Aku ingat sekali perasaan yang bercampur baur ketika memulai perjalanan sebagai relawan di Malawi. Sebisa mungkin aku tidak melihat ke belakang, sesaat setelah mengucapkan selamat tinggal pada keluarga. Saat itu, aku memasang wajah sedatar-datarnya. Berusaha memperlihatkan kalau aku wanita tangguh yang akan menimba banyak sekali pengalaman di Afrika. Aku menutup hati untuk sesuatu yang bernama MELANKOLIS. Membentengi perasaanku dengan sesuatu yang bernama BANGGA.

Jalan Hidup di Tiga Benua ~ Lili Saragih

***

Lalu apa yang bisa kulakukan? Tinggal jauh di negeri orang tanpa keluarga, tanpa pekerjaan. Naifnya aku dahulu. Selama 13 tahun kuabdikan hidup demi suami dan anak-anak. Tidak sekalipun terbersit jika suatu hari nanti aku berada di posisi seperti sekarang ini, kehilangan semuanya.

Kupejamkan mata. Kuingat masih ada Tuhan. Kubawa resahku dalam doa. Lalu kulihat tangan. Bukan lagi garis tanganku, melainkan dua tangan lemah ini. Memang hanya tangan ini yang kupunya, tapi dengan ini aku masih bisa bekerja. Apa saja, yang penting halal.
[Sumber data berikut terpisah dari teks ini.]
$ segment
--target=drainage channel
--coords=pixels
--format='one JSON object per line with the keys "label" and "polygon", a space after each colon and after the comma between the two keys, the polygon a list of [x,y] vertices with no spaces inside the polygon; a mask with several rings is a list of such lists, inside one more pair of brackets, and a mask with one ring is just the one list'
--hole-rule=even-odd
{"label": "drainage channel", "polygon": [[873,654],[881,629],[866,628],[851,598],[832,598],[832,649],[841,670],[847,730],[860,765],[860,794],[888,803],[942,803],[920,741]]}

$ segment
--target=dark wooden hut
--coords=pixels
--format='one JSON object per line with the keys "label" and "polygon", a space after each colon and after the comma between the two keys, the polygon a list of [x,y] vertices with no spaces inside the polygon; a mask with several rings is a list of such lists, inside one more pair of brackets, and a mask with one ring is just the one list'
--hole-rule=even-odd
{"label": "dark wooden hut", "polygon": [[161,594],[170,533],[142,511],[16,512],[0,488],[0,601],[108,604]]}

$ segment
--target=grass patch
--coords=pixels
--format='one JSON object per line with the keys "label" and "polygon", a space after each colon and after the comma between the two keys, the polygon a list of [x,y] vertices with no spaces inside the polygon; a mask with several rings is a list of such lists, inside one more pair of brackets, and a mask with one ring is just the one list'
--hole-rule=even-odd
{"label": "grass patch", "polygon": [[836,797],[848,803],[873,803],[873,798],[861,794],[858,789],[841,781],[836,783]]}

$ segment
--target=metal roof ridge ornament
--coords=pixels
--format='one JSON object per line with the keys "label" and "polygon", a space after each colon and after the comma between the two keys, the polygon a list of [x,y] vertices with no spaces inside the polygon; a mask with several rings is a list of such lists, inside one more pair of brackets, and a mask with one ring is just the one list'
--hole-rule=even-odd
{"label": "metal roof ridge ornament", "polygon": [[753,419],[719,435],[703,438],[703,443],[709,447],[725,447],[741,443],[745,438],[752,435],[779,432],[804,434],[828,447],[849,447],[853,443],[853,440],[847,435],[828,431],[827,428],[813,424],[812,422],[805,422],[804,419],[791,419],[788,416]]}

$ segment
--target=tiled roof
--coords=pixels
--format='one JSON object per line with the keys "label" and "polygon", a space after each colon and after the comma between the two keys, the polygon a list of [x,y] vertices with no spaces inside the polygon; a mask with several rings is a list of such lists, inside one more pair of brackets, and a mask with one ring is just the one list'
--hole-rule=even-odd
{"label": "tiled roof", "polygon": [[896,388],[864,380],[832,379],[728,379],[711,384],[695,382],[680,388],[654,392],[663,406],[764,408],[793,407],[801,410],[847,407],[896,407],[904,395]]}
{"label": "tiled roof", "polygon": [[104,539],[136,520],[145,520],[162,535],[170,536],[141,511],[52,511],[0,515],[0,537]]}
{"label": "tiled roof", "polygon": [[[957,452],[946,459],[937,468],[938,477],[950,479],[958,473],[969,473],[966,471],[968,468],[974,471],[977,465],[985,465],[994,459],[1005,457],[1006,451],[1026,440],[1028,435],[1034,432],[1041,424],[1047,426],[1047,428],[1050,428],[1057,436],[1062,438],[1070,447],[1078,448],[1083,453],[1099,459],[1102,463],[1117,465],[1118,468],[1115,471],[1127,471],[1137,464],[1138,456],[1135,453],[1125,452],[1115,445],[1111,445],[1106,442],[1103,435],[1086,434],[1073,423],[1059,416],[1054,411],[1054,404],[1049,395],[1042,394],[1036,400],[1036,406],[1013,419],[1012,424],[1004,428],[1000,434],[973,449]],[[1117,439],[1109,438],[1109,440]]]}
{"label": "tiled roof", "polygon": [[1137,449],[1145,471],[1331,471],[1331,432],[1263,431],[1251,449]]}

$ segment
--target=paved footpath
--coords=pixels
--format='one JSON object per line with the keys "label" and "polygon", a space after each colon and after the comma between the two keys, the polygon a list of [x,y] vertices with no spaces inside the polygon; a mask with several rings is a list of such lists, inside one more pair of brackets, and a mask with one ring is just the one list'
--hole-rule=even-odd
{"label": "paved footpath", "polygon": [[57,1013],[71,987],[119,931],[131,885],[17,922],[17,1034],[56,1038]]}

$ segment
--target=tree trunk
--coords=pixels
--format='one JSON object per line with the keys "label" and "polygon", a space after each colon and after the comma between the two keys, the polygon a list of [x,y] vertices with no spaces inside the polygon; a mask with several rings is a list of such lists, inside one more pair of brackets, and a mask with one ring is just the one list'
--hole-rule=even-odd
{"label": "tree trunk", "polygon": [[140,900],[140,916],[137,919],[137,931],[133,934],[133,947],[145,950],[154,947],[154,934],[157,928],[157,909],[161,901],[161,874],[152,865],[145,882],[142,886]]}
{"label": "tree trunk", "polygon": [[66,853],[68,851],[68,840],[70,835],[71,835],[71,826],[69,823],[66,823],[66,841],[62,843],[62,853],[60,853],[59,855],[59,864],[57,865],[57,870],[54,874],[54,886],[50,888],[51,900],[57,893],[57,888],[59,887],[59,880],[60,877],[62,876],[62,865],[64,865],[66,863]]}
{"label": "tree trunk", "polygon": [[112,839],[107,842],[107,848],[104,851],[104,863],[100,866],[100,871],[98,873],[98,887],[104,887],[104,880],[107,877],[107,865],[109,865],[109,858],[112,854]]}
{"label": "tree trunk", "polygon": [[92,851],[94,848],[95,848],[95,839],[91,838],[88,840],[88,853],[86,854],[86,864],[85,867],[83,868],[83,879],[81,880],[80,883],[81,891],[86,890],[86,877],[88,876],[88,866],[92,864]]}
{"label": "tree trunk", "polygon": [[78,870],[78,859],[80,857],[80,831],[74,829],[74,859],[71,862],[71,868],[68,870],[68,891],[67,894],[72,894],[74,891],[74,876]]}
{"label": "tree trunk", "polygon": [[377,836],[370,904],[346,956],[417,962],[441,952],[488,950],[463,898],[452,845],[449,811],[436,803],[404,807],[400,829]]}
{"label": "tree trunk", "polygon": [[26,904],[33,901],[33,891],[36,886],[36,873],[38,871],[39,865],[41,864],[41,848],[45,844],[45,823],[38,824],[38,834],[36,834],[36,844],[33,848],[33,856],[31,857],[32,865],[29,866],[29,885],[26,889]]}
Cerita Kartiniku ~ Stella Simamora

***

Akankah kita sanggup berkorban dan berjuang seperti Neneng? Akankah kita punya nyali untuk menggapai cita-cita, walau harus menempuh perjalanan yang berliku dan terjal? Ini bukan bahasa pengandaian ataupun kiasan. Ini adalah fakta yang telah dilakoni Neneng. Jalan yang berliku dan terjal menjadi saksi perjuangan Neneng hingga mencapai sukses. Menempuh perjalanan mengelilingi gunung, resiko perjalanan di bawah ada jurang, di atas tanah bercadas  dan pepohonan.